ABSTRACT: Costs have become an important factor in medical decision-making. New therapies, treatments, medications, etc. to improve health come with a cost – often higher than the current standard of treatment. Cost-effectiveness analysis (CEA) assesses cost vs. benefit in terms of willingness to pay thresholds. We will discuss CEA concepts and statistical methods for patient-level data.
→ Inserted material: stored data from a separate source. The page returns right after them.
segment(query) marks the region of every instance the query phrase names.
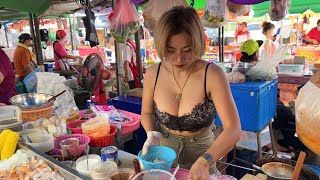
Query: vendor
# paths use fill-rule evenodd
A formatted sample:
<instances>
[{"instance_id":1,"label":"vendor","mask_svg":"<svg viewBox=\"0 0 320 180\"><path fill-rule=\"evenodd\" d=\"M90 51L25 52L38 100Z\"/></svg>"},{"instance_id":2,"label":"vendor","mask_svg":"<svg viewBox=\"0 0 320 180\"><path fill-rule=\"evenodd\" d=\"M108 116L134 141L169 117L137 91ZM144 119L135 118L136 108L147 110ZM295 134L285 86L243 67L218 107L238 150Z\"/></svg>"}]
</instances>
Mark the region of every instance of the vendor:
<instances>
[{"instance_id":1,"label":"vendor","mask_svg":"<svg viewBox=\"0 0 320 180\"><path fill-rule=\"evenodd\" d=\"M311 44L320 42L320 19L317 21L317 27L312 28L306 36L305 41Z\"/></svg>"},{"instance_id":2,"label":"vendor","mask_svg":"<svg viewBox=\"0 0 320 180\"><path fill-rule=\"evenodd\" d=\"M0 48L0 106L10 104L11 97L17 95L15 73L7 54Z\"/></svg>"},{"instance_id":3,"label":"vendor","mask_svg":"<svg viewBox=\"0 0 320 180\"><path fill-rule=\"evenodd\" d=\"M271 22L264 22L262 24L262 34L266 36L264 44L261 46L261 53L267 53L269 56L274 55L276 46L273 42L275 26Z\"/></svg>"},{"instance_id":4,"label":"vendor","mask_svg":"<svg viewBox=\"0 0 320 180\"><path fill-rule=\"evenodd\" d=\"M73 60L83 60L81 56L74 56L68 54L66 48L64 47L67 42L67 33L64 30L58 30L56 32L56 39L53 43L53 53L54 53L54 70L69 70L67 59Z\"/></svg>"},{"instance_id":5,"label":"vendor","mask_svg":"<svg viewBox=\"0 0 320 180\"><path fill-rule=\"evenodd\" d=\"M36 56L29 49L32 46L32 38L30 34L23 33L19 37L19 42L13 54L13 63L16 74L22 82L23 79L30 74L36 65Z\"/></svg>"},{"instance_id":6,"label":"vendor","mask_svg":"<svg viewBox=\"0 0 320 180\"><path fill-rule=\"evenodd\" d=\"M242 54L241 62L254 63L259 61L259 44L255 40L249 39L242 43L240 52Z\"/></svg>"},{"instance_id":7,"label":"vendor","mask_svg":"<svg viewBox=\"0 0 320 180\"><path fill-rule=\"evenodd\" d=\"M162 62L146 72L141 122L147 132L142 154L153 145L174 149L177 164L190 169L188 179L208 179L216 162L240 138L240 121L222 69L201 59L203 27L191 7L177 6L158 21L155 44ZM223 132L215 140L216 113Z\"/></svg>"},{"instance_id":8,"label":"vendor","mask_svg":"<svg viewBox=\"0 0 320 180\"><path fill-rule=\"evenodd\" d=\"M239 42L238 41L238 37L239 36L244 37L244 38L241 38L242 42L243 42L243 40L250 39L250 32L247 29L247 23L246 22L243 22L243 23L241 23L239 25L239 29L238 29L238 31L236 32L236 35L235 35L236 42Z\"/></svg>"}]
</instances>

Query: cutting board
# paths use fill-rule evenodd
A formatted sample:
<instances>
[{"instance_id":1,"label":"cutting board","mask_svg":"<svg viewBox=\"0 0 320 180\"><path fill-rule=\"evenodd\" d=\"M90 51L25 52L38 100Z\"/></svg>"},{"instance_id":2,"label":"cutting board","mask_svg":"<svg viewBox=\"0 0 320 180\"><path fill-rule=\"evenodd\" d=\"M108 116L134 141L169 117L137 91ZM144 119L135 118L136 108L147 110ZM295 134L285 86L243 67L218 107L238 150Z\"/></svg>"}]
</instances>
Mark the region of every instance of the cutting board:
<instances>
[{"instance_id":1,"label":"cutting board","mask_svg":"<svg viewBox=\"0 0 320 180\"><path fill-rule=\"evenodd\" d=\"M267 180L267 175L261 173L257 174L256 176L252 174L246 174L240 180Z\"/></svg>"}]
</instances>

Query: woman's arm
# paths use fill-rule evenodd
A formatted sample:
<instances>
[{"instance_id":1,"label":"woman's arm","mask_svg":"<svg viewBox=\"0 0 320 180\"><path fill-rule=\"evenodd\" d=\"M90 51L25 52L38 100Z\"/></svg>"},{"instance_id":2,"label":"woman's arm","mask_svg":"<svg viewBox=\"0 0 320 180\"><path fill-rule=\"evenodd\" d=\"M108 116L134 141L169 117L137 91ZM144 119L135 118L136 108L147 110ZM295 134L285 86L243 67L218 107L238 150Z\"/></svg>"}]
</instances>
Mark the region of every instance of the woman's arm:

Dr. Kolm is the Associate Director of the Department of Biostatistics and Biomedical Informatics at MedStar Health Research Institute. He has over 30 years of experience in consulting with principal investigators in the design and analysis of clinical trials, retrospective and observational studies, and large patient registries. He has served as Statistical Editor of JACC-Interventions, served on the Scientific and Clinical Support Committee of the American College of Cardiology National Cardiovascular Data Registry (NCDR), and the American Heart Association Epidemiology, Prevention, Outcomes, and Behavioral study section. While at Emory University, he was the lead biostatistician for the Grady Hospital General Clinical Research Center (GCRC) and a member of the GCRC Advisory Committee, which reviewed Emory and Grady research protocols for scientific merit. He is currently the lead biostatistician for several NIH and industry-funded studies. Dr. Kolm’s statistical areas of interest include cost-effectiveness analyses, multiple imputation methods for missing data, analysis of sparse outcomes, and multivariable regression models where the number of variables is greater than the number of participants.